The court ruled the plans could go ahead after builder-developer Eastview Australia and North Sydney Council reached agreement at a series of conciliation conferences throughout July, August and September.
Eastview appealed to the court after its plans for 21 apartments and two ground-floor retail tenancies on a 760sq m site at the corner of Military and Wycombe roads, Neutral Bay, were deemed refused.
Under the agreed amendments the development will now comprise 19 apartments—two less than originally planned.
A rooftop communal space will be added, building setbacks to an upper floor will be increased, and parking with the three basement levels will be reconfigured for 18 vehicles, not 25 as planned.
The site, made up of four properties, has frontages to Military Road, May Lane and Wycombe Road.
Military Road is a major regional thoroughfare that connects the northern beaches to North Sydney and the Central Business District.
The Planning Studio, which lodged the original documents, said the surrounding area was a mix of residential, commercial, educational, retail and hospitality with a number of cafes, bars and restaurants.
Two-storey brick commercial and residential buildings on each of the four lots will be knocked down to make way for the $25-million development.
The Planning Studio had asked for a Clause 4.6 Variation Request over the proposed height of the building. The design by Sydney-based architects EM BE CE will rise to 21.84m in an area zoned for a maximum height of 16 metres.
Commissioner Shona Porter, who presided over the appeal, said the council and the developer had agreed upon the request for increased height.
Porter said she accepted the written request justified the height contravention and the proposed development was in the public interest.
“The breach itself does not create overshadowing impacts to residential properties and the overshadowing to the domain for an additional hour is minimal,” she wrote.
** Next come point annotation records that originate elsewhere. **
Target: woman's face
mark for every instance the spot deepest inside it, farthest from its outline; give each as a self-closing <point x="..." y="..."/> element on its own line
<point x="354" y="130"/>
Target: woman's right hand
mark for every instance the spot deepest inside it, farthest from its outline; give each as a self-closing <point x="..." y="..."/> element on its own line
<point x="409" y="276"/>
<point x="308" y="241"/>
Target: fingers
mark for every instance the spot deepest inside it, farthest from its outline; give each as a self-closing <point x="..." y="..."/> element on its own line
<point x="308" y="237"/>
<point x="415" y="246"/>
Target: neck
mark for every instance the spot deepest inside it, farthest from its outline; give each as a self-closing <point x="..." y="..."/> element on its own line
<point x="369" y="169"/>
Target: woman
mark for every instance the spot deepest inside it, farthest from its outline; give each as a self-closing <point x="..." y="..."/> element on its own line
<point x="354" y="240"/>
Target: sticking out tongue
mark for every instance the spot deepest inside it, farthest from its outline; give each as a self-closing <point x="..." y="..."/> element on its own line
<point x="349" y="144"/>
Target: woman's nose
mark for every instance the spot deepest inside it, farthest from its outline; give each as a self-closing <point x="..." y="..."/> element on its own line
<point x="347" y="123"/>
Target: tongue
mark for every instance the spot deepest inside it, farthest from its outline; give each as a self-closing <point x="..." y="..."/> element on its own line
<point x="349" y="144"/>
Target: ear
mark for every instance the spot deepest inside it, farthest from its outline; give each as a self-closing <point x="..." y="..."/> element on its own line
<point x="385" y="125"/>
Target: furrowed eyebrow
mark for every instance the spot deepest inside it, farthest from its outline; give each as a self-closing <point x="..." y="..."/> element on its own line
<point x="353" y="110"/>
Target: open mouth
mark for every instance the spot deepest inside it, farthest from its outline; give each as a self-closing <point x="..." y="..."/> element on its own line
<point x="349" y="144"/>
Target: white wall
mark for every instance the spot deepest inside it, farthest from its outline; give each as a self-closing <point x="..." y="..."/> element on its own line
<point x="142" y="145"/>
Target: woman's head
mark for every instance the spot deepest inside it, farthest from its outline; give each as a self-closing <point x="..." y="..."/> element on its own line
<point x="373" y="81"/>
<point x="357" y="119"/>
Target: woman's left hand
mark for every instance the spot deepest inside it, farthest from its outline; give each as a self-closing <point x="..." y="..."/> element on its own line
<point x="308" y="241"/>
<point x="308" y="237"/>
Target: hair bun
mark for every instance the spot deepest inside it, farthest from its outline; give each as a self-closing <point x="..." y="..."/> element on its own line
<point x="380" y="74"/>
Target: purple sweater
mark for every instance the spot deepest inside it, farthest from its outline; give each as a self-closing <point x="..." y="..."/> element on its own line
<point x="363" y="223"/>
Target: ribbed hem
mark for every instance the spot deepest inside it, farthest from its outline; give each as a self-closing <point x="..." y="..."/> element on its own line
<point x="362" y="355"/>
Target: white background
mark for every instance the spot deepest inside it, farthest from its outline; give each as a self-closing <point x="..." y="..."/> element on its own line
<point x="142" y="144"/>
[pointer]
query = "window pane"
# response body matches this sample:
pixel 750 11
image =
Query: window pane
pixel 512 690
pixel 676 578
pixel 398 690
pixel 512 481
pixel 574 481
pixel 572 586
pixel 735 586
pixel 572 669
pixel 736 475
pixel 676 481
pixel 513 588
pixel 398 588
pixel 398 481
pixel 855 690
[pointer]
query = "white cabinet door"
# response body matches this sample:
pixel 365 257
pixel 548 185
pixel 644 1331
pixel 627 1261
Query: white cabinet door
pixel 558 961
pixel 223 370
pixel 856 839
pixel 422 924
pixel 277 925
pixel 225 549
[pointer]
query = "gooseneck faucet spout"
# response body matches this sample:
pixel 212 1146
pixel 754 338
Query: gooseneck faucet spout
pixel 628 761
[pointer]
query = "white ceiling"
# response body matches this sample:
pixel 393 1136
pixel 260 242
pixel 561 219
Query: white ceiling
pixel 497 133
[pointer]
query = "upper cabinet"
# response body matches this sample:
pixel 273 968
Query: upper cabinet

The proposed breaches are compatible with future development as well as the scale, density and character of the area.”
The development site came to market in November of 2021. Colliers brokered a sale—to an unidentified group of Sydney developers—about three months later for just under $19 million.
That exceeded expectations for the site as developers jostled for elbow room in the sought-after neighbourhood in a bid to attract cashed-up downsizers who are looking for much larger apartment-style living in the post-Covid era.